Which reminds me of this wonderful mini-rant from Pinboard's Maciej Ceglowski, who identifies the key problem:
To avoid this problem, avoid mom-and-pop projects that don't take your money! You might call this the anti-free-software movement.
If every additional user is putting money in the developers' pockets, then you're less likely to see the site disappear overnight. If every new user is costing the developers money, and the site is really taking off, then get ready to read about those synergies.
To illustrate, I have prepared this handy chart:
Free Paid Stagnant losing money making money Growing losing more money making more money Exploding losing lots of money making lots of money
Under these conditions, companies have to sell themselves because they do not have a sustainable business. And when they're sold, they either A) get shut down or B) become part of an advertising machine, like Facebook's.
Truly, the only way to get around the privacy problems inherent in advertising-supported social networks is to pay for services that we value. It's amazing what power we gain in becoming paying customers instead of the product being sold.

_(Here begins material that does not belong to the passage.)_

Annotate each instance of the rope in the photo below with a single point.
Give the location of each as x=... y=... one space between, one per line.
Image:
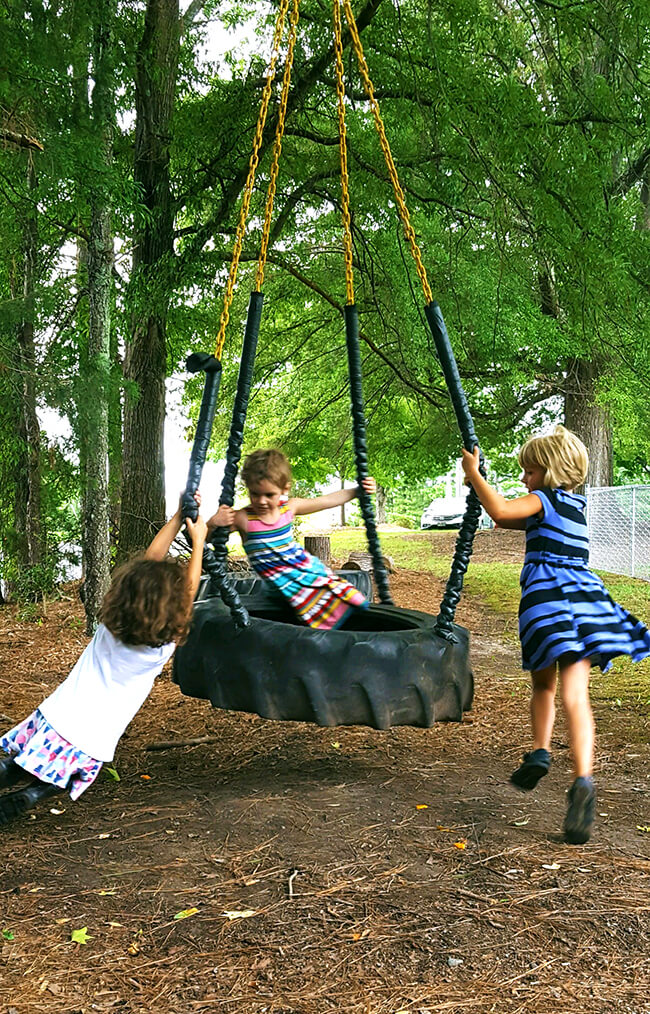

Here's an alternative version of what Instagram could have done before Facebook purchased them. Instagram has, what, 100 million users? If they got $5 a month from 20 million of those users, they'd be looking at $300 million in quarterly revenue. That's a nice chunk of change when you have a baker's dozen employees. You think those guys could split more than a billion dollars a year and call it good. Or hell, make the user numbers an order of magnitude smaller: 2 million out of 10 million users. That's still $30 million dollars a quarter for 13 guys.